His eyes scan over my body and a look I can’t quite distinguish comes over his face.
Disgust, maybe?
“I’m sorry if you got the wrong idea last night,” he pauses and takes a step back from me, “but nothing happened. You’re a nice kid, but I was simply doing my job. Keeping you safe and trying not to draw attention.”
Standing in front of him, I suddenly feel so exposed and vulnerable. My face is on fire, the blush of my cheeks a clear tell of my current embarrassment. I sheepishly pull the oversized hoodie over my head as though covering my body is going to rid me of the embarrassment currently coursing through me. Tugging at the hem, I pull it down my body. As it covers my shorts, I shove both of my hands into the front pocket, a poor effort to hide as much of me as possible.
My eyes are still fixated on the floor, the wall, out the window – anything but Dante – as I step backwards.
“I didn’t mean,” I fumble for the words to continue as he returns to his belongings, “Never mind…”
Suddenly, not feeling nearly as hungry as I was a few minutes ago, I quickly turn and cross the hall back to my room. Glancing up towards Dante as I quietly shut the door, I see him fully engrossed in unpacking again. It is as though I wasn’t just in the room a moment ago and he couldn’t care less.
About last night or my feelings.
DANTE
Fumbling with the items in my suitcase, trying to maintain the facade of my heartless attitude, I drop them and let out a large exhale when I hear Venecia’s door finally click shut.
From the moment Sal so-called suggested that I move in here, I knew it was going to be a bad idea.
Probably the worst idea…being around her 24/7.
But who am I to disobey the boss?
After our meeting, I went home to gather some of my things. As much as I desperately needed to get some sleep, I could not get all the thoughts of her out of my mind. Thoughts of my hands on her body quickly turned to my hands on my cock, gliding over my length as I continued to think about her body rubbing against mine. Even after relieving myself, my cock still ached for her. Somehow, I managed to get a little rest before I packed up a few weeks’ worth of things.
Her body in my hands has barely left my mind since last night.
The entire drive back to the estate, I thought about all the reasons this wasn’t going to work out. The biggest of all walked across the hall and straight into my room.
From the moment her delicate feet hit the threshold, it was a struggle to keep my eyes off her. Her long, tan legs were fully exposed with the tiny boy-shorts she was wearing. As if that weren’t enough to marvel at, the gap between her shorts and shirt showed just a little of her midriff, a place I thoroughly enjoyed grazing my hand over last night. Her thin shirt was just sheer enough to distinguish the pink circles around the pert nipples pressing against the taught fabric. Her face, a beautiful mixture of anger and intrigue.
Seeing her like that, the urge to place my hands on her again is physically painful. Never in my life have I been this compelled in my need to be with a woman. Not touching her again feels like a fate worse than death.
The moment she pulled on her sweatshirt to hide her painful embarrassment, was both crushing and relieving for me.
While it vaguely helped to mitigate my urges to touch her, seeing the hurt in her eyes over my complete apathy towards her was worse than any torture I have endured in my life.
It had to be done.
She will think I am a complete asshole and have nothing but disdain for me. But that means from here on out, I can simply do my job. I will be a professional.
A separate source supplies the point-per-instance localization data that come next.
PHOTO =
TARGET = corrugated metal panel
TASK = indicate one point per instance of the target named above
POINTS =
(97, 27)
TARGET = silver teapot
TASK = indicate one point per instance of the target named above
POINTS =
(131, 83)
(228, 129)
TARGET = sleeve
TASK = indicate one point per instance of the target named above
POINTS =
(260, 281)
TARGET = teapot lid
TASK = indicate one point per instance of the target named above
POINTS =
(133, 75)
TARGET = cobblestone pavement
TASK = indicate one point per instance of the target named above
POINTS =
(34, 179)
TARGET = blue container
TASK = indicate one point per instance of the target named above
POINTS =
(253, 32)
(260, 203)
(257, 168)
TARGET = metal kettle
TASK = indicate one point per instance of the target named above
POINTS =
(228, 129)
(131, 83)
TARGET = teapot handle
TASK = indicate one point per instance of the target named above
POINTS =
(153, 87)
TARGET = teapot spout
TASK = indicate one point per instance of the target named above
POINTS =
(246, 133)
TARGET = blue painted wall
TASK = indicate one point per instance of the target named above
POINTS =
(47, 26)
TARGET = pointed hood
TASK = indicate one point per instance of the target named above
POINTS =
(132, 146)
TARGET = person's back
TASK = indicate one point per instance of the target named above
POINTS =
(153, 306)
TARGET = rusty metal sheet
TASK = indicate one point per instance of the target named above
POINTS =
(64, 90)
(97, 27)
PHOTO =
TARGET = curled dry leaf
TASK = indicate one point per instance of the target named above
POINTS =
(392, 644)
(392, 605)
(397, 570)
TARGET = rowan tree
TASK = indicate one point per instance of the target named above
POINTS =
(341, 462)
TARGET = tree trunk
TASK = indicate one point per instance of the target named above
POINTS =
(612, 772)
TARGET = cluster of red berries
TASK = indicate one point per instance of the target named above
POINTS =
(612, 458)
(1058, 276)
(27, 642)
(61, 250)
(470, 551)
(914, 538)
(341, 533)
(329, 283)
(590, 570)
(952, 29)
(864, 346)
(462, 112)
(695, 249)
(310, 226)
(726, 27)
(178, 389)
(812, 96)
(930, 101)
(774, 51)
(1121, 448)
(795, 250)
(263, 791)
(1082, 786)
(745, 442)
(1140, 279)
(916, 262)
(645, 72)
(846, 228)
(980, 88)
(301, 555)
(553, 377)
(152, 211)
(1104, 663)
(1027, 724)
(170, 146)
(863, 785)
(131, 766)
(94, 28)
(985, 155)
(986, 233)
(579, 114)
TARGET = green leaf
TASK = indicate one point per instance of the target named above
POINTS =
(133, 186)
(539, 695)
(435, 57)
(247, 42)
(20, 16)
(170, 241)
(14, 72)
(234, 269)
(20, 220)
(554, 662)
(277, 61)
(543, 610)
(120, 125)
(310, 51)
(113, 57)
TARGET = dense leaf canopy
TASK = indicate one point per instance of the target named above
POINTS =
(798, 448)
No wandering eyes. No wandering hands.
If only I could get her out of my head…
* * *
Things have been growing progressively tense in this house since I moved in a couple of weeks ago. Thankfully, it is not related to me and the numerous indiscretions constantly running through my mind about the woman I am supposed to be keeping safe.
Since I lied to Venecia about that night at the club, pretending it was just work, she has pretty much been indifferent to me. Having me around seems like it is much more than an annoyance for her. She keeps her distance, ensures we never make contact, and speaks to me as little as possible.
The hatred from her over my faux apathy is excruciating. When I am in her presence, the only thing I can think about is running my hands over her skin again and pulling her close. At night, alone in my room, when my hand wraps around my cock, she is the only woman I think about. My wet palm a poor substitute for the tight little cunt I want to claim as my own, fucking her until she can’t even remember another man’s touch.